The empirical results have also shown that there is evidence for complete pass-through of COP into BDI, and unexpected BDI increases capture supply shocks in the global transportation of commodities. The Joint Open Letter to United Nations agencies from the global maritime transport industry on March 19th, 2020 supports this result, where the global maritime transport industry requests certain exemptions for international seafarers as the national regulations disrupt the supply of transportation.
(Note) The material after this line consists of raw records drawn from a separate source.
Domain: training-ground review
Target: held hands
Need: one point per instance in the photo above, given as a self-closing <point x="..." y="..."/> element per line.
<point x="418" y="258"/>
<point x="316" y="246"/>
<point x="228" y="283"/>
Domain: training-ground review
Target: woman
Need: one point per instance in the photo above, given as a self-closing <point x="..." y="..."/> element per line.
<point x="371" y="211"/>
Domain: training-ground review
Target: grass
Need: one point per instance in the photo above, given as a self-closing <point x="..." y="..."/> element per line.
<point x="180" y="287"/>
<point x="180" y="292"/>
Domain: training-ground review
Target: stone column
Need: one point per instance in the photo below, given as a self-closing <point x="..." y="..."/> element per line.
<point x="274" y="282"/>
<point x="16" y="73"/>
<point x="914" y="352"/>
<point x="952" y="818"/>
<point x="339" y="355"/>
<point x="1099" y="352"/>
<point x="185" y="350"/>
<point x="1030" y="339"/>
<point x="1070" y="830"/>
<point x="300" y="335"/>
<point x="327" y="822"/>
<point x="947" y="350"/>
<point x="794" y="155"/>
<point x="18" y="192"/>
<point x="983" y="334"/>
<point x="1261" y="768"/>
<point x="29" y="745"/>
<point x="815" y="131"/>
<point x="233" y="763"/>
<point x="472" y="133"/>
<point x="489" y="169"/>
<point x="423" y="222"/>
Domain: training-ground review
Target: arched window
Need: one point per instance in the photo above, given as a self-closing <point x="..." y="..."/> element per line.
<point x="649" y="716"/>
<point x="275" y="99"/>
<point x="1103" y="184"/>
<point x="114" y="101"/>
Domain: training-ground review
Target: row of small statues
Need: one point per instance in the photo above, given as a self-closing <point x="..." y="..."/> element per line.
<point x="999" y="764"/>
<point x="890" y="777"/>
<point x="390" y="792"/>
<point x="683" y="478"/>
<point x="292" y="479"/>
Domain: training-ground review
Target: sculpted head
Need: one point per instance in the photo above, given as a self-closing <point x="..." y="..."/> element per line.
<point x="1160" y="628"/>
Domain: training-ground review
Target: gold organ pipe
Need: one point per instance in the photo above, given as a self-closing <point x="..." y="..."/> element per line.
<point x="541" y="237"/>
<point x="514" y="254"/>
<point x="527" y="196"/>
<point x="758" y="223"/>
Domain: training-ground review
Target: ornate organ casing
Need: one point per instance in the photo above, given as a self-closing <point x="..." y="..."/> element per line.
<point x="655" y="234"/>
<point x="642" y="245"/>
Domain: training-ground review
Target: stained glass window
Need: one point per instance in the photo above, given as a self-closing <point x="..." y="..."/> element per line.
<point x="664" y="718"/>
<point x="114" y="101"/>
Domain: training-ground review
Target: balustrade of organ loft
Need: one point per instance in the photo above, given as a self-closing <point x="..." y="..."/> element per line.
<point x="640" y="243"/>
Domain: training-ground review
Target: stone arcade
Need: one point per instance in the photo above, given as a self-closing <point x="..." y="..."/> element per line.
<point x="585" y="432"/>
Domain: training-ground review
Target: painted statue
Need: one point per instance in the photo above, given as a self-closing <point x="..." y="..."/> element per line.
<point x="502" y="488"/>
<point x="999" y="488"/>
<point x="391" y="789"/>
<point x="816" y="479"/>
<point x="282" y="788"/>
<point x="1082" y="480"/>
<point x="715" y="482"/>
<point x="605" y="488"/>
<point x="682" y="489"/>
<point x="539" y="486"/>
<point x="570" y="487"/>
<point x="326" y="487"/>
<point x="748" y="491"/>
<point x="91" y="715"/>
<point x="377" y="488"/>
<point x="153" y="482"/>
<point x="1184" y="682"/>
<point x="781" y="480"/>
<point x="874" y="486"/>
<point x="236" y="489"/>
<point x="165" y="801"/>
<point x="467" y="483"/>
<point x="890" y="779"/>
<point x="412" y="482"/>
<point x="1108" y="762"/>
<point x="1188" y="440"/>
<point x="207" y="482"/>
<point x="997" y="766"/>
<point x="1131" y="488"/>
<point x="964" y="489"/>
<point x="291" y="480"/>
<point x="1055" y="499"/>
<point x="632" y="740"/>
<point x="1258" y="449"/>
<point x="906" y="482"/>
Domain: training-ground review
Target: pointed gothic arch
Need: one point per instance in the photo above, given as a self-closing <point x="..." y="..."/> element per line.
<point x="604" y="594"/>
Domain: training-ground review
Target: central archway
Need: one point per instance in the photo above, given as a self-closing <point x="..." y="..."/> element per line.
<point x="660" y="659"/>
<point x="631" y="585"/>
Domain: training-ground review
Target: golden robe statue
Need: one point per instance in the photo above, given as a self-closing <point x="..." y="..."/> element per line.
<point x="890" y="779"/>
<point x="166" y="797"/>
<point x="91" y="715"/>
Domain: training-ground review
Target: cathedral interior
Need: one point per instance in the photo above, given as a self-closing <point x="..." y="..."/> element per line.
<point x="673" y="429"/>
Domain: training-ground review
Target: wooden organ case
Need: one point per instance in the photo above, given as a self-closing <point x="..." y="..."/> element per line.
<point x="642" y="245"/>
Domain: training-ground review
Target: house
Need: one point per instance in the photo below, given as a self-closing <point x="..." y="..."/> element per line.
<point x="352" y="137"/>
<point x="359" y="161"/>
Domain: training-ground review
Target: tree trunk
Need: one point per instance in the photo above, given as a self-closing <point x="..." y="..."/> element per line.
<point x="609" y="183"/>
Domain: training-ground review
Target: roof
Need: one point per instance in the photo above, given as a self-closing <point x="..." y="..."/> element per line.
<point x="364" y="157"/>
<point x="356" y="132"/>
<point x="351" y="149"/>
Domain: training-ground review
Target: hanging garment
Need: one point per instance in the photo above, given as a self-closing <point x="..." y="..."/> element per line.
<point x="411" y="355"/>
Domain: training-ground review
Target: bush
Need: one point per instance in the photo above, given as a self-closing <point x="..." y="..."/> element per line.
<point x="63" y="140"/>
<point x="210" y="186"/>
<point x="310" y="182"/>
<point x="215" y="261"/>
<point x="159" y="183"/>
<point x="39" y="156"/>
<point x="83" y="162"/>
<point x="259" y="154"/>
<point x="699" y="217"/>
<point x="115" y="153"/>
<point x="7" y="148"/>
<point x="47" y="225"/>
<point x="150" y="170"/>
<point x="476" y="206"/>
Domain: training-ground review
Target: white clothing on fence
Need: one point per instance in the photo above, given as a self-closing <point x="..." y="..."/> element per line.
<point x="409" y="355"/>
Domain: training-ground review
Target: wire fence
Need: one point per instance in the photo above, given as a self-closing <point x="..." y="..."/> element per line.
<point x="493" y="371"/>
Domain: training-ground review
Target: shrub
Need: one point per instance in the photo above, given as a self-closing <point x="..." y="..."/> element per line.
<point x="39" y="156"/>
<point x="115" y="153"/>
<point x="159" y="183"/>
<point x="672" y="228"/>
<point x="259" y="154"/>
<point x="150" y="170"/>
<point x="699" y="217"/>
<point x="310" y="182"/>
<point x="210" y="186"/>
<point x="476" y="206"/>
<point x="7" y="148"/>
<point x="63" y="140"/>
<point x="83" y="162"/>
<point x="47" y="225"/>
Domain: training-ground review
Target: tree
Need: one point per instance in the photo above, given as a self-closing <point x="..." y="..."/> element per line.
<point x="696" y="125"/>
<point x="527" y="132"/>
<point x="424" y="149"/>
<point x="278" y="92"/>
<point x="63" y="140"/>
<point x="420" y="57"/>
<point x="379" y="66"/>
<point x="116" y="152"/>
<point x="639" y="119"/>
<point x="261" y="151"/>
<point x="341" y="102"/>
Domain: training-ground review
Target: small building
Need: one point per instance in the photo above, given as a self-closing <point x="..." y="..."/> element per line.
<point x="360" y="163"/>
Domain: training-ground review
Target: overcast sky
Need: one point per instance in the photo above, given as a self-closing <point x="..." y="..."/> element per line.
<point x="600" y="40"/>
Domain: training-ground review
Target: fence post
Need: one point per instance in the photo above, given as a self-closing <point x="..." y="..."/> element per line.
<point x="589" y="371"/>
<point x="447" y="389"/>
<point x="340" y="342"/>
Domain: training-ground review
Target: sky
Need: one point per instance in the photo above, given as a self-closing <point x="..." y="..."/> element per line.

Hence, supply chain disruptions (through transportation supply disruptions) due to COVID-19 have been responsible for the reduction in the global economic activity, which is consistent with earlier studies (as discussed above) having transportation/shipment as an essential part in the flow of materials and finished products.
Footnotes
The author would like to thank the editors Edwin van Hassel and Thierry Vanelslander as well as two anonymous referees for their helpful comments and suggestions. The usual disclaimer applies.
The web page is https://fred.stlouisfed.org/.
The web page is https://tradingeconomics.com/commodity/baltic.
The web page is https://ourworldindata.org/coronavirus. Daily COVID-19 cases in the rest of the world are obtained as the sum of daily cases in countries other than China.
Although data on the global COVID-19 cases are available for each day in the sample, data on COP and BDI are not available on holidays and weekends. These missing observations have been linearly interpolated.
The other alternative ordering was also considered, for which the results were highly similar. Such results are available upon request.